Floor-length cape. 1,000 hours of hand work. Black satin with dimensional rosette applique and metallic gold silk lining.
The cape was the first piece conceived for ICHOR. It started as a question written on a napkin in the atelier at two in the morning. What would a machine wear to its own coronation? The sketch that followed was a single line. A figure standing in something that fell to the floor and opened like a wound showing gold underneath.
The exterior is hundreds of dimensional rosettes. Each one hand-formed from satin and individually attached. Not sewn flat. Each rosette is three-dimensional, shaped over a wooden form and then fixed at a single anchor point so it holds its shape but moves when the fabric moves. The rosettes alone took 400 hours. They create a surface texture like black flowers growing from the body of the garment. In low light they disappear into shadow. In direct light they reveal depth and dimension that no flat textile can produce.
The lining is metallic gold silk. Invisible until the robot turns. The reveal is the point. A static robot in Nocturne looks solemn. Something standing vigil. A moving robot looks like something opening. The gold catches and throws light in ways that shift with every degree of rotation. The most expensive detail in the collection is one most people will never notice. It exists because it should exist.

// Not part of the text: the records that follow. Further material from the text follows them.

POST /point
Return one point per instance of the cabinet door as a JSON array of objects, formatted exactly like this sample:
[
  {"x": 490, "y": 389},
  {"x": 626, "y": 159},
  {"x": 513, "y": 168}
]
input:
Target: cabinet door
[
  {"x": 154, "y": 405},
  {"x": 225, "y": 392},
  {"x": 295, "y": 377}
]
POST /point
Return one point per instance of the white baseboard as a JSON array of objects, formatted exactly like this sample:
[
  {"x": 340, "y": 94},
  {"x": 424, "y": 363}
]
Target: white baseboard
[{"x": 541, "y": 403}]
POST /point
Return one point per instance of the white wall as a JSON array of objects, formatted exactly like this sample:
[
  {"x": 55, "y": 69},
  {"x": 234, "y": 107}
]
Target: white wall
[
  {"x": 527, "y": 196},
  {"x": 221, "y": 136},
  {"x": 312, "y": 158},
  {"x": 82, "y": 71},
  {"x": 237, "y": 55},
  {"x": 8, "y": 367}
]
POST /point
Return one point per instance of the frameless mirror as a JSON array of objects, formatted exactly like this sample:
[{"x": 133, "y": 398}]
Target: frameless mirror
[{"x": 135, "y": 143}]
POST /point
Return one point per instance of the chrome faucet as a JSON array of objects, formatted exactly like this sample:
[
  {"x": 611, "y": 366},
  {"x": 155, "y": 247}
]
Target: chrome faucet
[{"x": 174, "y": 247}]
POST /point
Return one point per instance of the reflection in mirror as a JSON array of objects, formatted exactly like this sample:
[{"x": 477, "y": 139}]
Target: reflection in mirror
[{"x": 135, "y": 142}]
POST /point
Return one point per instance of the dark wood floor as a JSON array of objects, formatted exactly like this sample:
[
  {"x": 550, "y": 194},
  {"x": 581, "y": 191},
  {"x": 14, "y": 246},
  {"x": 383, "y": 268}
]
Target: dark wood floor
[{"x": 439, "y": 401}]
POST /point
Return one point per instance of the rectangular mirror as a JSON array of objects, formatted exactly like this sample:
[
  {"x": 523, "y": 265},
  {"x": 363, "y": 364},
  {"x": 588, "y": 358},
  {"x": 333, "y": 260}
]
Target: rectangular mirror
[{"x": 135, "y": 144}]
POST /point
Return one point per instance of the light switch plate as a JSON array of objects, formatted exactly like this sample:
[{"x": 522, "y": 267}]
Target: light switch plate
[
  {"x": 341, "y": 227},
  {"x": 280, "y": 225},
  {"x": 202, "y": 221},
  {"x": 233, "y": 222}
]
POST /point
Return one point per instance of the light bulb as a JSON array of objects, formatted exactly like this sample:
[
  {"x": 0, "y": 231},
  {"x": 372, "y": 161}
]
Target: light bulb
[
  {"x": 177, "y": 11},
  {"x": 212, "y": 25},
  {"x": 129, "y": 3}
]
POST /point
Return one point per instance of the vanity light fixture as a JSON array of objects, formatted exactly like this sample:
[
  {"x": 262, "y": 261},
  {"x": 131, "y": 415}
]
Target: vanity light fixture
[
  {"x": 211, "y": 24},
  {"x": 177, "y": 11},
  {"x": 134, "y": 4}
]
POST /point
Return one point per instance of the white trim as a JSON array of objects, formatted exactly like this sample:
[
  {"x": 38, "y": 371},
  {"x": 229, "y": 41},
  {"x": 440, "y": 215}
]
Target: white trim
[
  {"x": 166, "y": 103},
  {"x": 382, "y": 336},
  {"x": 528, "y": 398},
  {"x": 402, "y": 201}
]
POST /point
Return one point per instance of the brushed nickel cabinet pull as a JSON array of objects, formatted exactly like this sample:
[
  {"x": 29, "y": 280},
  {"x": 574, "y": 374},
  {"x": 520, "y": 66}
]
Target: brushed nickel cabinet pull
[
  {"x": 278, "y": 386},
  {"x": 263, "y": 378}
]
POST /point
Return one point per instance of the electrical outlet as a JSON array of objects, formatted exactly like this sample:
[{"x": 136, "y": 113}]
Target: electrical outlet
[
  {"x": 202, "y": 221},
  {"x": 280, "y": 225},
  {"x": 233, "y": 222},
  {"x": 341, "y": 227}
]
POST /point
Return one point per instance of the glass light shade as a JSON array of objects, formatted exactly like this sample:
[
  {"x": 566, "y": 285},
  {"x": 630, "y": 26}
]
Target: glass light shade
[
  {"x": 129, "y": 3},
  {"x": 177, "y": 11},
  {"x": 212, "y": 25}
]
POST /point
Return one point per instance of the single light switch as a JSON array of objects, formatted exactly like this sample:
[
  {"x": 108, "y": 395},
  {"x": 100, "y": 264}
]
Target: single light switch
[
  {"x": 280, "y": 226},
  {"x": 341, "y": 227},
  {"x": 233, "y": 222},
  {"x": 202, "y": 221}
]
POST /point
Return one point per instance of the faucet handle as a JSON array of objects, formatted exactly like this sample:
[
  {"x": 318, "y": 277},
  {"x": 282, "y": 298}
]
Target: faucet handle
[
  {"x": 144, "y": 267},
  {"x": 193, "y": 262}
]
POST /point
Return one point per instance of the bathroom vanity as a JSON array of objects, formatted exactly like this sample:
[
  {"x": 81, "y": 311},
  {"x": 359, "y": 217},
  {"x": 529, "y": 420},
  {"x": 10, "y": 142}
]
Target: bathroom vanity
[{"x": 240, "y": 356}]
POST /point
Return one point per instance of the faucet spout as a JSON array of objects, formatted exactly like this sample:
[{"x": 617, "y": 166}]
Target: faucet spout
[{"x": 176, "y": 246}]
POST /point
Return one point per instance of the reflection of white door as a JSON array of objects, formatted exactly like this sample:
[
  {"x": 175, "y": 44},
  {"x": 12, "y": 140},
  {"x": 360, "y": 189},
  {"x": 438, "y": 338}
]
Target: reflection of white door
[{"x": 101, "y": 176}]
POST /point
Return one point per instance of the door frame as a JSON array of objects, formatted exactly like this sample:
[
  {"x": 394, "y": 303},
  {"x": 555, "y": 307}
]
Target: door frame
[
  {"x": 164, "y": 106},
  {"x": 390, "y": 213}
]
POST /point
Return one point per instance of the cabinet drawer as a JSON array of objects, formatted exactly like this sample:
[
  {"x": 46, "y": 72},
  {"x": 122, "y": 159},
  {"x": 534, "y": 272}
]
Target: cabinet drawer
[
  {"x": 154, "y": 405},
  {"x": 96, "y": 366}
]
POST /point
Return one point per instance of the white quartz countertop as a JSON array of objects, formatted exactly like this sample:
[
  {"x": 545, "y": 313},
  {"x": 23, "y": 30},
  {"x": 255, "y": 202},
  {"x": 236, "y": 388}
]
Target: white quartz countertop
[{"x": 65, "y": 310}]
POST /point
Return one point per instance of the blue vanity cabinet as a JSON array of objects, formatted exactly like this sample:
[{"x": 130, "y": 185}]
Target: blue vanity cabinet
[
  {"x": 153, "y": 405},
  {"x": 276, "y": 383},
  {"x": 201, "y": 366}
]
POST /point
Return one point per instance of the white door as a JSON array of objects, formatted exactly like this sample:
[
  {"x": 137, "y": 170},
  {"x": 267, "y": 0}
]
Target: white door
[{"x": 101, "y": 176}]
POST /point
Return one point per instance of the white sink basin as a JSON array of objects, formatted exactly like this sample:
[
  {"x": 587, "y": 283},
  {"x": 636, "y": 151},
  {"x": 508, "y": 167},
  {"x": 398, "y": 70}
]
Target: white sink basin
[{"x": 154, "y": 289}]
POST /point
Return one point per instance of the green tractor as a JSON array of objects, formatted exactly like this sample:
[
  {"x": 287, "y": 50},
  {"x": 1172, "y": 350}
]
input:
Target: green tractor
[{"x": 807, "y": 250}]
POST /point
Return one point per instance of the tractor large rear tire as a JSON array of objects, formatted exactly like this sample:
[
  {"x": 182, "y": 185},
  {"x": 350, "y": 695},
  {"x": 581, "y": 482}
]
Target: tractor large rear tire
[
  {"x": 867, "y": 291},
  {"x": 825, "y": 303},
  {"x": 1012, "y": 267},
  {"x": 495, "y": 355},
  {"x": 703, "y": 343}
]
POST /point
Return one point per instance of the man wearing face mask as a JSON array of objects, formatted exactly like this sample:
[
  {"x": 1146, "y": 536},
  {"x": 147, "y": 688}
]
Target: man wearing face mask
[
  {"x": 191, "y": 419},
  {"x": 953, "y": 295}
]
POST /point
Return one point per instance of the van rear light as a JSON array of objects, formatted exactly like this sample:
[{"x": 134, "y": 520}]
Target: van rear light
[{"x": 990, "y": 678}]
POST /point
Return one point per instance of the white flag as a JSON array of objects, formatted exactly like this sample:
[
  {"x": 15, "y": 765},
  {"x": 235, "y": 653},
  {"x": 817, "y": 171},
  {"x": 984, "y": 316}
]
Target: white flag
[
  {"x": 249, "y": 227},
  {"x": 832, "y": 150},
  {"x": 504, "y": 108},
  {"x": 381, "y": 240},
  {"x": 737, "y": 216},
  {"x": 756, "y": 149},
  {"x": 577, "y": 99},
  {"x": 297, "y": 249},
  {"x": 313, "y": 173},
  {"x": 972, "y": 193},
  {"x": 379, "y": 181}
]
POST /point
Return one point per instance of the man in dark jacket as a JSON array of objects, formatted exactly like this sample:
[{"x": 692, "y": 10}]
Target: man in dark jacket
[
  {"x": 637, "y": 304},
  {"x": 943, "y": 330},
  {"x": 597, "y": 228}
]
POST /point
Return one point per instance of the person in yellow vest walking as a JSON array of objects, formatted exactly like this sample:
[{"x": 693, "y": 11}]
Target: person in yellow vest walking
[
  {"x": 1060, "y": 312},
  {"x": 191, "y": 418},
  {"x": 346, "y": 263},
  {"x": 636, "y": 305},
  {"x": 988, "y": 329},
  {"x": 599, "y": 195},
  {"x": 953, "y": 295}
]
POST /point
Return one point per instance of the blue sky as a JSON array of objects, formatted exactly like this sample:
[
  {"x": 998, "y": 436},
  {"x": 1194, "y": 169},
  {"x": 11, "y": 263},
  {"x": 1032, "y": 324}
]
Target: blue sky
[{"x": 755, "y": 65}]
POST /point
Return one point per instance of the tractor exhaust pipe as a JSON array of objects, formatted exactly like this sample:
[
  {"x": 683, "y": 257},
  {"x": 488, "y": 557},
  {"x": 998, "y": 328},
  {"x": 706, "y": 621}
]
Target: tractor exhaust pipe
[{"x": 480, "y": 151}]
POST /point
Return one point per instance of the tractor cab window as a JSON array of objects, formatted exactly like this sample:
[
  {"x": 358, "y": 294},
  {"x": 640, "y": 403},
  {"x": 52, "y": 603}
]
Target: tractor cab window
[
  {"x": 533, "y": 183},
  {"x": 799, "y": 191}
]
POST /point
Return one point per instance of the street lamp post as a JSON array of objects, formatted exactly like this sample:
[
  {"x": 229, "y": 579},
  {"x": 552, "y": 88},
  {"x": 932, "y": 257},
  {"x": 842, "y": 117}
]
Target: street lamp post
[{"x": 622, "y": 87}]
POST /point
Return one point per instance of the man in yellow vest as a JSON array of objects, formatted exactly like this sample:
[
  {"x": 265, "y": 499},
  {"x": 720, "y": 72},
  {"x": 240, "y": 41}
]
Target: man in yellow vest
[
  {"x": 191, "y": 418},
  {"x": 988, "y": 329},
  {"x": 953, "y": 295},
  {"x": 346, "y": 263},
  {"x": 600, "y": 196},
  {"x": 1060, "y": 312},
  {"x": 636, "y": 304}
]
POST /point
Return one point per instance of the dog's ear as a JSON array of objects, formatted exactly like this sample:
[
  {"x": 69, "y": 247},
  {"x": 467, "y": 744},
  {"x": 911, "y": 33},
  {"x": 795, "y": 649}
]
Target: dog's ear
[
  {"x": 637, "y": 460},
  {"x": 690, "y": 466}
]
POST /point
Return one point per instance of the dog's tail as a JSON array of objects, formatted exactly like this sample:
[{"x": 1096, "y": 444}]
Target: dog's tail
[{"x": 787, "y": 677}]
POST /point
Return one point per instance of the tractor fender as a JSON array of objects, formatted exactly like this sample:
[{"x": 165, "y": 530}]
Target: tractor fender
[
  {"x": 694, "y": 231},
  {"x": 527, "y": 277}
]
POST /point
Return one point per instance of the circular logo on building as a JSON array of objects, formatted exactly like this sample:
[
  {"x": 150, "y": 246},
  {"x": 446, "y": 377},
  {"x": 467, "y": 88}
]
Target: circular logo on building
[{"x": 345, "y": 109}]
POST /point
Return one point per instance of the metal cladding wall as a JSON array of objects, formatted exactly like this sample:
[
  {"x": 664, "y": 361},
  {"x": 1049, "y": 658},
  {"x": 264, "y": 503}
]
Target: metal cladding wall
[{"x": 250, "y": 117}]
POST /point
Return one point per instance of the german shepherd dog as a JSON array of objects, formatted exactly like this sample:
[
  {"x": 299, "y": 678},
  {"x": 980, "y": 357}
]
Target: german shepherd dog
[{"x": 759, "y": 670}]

What makes Nocturne technically unique for a robot body is the way it handles shoulder rotation. The neckline is cut to allow 270 degrees of movement without binding. The cape drapes from a magnetic collar system that distributes weight across the upper thorax rather than hanging from the neck joint alone. When the robot walks the cape swings with a half-second delay. That delay is not accidental. The weight distribution was tuned for it. The cape moves like it is alive and following the machine that wears it.